Le migrazioni sono un fenomeno inevitabile in un mondo attraversato da crisi politiche ed economiche e segnato dalla diseguale distribuzione della ricchezza. Nel corso di questi vent’anni si è passati da un‘immigrazione legata a motivi di lavoro, a un’immigrazione dovuta a motivi familiari e umanitari (ricongiungimenti e migranti in fuga dai loro paesi – ISMU 2016). In Italia gli stranieri sono 5 039 637 e nella sola Lombardia ammontano al 11.46% della popolazione italiana.

 

Dati preoccupanti arrivano anche dal World Cancer Report 2014, secondo il quale tra i cittadini di origine straniera i decessi per tumore sono il 20% in più rispetto agli italiani.

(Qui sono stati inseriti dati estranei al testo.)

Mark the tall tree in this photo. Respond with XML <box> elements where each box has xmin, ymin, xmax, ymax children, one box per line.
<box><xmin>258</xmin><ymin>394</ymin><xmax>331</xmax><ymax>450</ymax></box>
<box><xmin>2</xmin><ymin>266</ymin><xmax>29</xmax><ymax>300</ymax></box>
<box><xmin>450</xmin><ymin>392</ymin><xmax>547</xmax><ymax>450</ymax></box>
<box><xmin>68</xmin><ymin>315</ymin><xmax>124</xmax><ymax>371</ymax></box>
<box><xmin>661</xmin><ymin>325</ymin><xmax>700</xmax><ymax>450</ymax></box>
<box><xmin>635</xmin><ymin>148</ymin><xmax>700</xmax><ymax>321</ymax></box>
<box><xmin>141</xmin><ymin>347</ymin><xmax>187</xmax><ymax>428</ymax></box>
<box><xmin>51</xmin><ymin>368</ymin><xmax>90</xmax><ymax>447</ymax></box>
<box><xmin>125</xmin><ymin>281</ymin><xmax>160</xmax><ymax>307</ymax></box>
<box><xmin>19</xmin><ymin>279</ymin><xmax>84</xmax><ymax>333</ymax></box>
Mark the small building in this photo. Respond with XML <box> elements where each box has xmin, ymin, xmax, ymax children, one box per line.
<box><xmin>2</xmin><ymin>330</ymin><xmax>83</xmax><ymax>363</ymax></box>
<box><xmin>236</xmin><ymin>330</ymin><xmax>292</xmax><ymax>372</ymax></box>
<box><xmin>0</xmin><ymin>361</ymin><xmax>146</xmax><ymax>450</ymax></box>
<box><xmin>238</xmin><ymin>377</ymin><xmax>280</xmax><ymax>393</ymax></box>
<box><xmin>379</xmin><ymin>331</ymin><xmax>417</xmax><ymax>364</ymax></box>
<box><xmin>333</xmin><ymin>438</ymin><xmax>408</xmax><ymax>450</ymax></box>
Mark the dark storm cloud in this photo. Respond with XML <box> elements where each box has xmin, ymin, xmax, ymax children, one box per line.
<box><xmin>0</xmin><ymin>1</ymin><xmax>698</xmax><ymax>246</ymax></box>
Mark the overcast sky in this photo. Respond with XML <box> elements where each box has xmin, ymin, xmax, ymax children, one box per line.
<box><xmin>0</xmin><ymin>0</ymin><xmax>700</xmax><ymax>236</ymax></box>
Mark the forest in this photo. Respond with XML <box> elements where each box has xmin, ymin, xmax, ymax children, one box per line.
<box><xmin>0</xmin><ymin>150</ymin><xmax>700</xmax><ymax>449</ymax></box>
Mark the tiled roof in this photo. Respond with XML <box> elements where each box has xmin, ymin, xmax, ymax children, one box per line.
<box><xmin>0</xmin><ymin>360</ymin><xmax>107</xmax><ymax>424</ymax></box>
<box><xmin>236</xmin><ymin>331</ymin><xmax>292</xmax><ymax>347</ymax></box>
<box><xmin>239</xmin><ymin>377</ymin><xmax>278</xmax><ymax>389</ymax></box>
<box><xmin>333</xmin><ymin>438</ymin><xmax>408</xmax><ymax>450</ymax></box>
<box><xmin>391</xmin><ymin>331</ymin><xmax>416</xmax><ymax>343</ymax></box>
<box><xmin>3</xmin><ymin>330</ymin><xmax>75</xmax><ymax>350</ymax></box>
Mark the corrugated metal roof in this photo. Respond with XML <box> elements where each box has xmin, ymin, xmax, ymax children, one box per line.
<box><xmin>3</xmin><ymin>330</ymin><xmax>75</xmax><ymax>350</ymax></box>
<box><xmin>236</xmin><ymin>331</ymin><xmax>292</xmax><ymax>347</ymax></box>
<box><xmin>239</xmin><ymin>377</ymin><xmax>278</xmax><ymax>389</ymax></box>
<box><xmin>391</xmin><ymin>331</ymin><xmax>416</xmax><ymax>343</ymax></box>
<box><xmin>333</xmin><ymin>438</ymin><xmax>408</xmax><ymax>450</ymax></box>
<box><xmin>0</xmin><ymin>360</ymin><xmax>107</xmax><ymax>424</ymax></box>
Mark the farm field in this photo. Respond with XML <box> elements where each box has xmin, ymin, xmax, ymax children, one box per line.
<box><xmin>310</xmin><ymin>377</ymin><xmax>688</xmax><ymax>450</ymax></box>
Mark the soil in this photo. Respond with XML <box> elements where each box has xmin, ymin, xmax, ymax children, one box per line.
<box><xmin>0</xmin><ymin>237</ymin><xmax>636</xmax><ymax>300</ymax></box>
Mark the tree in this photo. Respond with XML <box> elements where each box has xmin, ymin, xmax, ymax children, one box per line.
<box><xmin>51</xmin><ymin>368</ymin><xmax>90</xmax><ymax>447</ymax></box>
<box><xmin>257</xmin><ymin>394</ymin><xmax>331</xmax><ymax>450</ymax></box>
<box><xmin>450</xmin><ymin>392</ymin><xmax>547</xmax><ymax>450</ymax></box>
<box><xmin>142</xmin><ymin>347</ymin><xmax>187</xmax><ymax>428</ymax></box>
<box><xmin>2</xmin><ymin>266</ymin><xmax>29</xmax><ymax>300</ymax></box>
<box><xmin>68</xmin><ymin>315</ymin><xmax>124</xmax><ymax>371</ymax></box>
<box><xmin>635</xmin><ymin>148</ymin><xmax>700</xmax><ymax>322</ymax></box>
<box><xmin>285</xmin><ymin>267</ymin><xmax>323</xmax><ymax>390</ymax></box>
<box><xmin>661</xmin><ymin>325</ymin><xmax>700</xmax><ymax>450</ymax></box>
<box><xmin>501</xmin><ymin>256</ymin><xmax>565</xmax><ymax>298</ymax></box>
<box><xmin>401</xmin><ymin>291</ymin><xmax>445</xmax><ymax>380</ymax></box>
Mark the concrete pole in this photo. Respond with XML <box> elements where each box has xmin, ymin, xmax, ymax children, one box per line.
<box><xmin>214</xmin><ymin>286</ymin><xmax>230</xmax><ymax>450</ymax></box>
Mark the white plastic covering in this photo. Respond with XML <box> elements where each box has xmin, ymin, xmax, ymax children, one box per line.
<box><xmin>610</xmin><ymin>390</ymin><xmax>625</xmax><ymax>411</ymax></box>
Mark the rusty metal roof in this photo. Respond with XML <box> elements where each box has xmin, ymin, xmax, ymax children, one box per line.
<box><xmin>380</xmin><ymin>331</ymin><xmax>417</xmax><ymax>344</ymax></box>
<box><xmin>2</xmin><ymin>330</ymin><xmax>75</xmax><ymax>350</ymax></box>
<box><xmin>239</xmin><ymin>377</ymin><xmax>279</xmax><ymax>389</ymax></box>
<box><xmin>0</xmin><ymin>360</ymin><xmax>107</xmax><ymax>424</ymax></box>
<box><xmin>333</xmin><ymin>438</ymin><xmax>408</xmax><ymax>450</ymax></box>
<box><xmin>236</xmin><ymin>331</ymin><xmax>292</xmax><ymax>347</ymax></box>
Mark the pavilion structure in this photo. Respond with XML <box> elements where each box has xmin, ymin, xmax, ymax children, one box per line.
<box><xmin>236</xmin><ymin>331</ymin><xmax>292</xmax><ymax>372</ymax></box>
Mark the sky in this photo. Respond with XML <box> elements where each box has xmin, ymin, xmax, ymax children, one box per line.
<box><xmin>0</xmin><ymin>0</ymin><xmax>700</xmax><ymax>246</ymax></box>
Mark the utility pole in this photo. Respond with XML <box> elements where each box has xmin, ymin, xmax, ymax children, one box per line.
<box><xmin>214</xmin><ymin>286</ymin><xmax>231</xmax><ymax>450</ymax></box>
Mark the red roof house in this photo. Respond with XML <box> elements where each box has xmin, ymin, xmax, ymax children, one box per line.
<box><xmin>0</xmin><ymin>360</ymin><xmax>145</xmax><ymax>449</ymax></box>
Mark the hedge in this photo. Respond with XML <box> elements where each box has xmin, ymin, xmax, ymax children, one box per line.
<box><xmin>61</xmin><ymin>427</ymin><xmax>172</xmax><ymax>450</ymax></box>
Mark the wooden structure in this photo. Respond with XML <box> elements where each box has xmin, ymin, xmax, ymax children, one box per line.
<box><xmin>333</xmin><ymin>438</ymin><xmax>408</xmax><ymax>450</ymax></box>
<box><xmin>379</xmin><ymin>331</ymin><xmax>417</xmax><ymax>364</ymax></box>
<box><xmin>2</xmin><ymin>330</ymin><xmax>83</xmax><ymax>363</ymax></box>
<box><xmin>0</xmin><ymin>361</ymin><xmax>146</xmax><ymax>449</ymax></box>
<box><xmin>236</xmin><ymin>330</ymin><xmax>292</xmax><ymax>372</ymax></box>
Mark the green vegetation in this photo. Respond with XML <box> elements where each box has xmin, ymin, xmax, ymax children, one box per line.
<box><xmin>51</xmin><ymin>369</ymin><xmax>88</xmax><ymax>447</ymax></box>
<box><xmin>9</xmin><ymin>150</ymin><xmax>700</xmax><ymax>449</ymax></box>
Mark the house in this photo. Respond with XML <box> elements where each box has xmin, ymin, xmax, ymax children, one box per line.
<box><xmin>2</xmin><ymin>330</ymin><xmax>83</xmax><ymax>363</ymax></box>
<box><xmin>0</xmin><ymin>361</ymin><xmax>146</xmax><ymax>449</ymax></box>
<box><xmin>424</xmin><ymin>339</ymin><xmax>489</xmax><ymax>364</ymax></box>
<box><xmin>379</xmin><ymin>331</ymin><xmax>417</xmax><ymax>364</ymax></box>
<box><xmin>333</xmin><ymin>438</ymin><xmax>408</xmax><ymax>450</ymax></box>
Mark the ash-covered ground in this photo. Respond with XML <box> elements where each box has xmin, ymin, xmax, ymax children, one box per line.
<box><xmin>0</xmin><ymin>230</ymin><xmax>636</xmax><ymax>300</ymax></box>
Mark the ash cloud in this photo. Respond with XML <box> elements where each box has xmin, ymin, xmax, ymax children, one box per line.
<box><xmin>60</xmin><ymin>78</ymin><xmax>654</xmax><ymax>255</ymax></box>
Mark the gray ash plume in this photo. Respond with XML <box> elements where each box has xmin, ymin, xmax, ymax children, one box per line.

Solo 1 immigrato su 2 residente in Italia aderisce a programmi di screening.


OBIETTIVI 

Di fronte a questa grave situazione di Emergenza, LILT, ha deciso di implementare la terza edizione del suo programma “SALUTE SENZA FRONTIERE”. Sulla base delle evidenze emerse dai contesti di applicazione del progetto, LILT è interessata a procedere ad una definizione strutturata del modello teorico-metodologico al fine di poterne garantire la necessaria standardizzazione in vista di una sua trasferibilità in altri contesti.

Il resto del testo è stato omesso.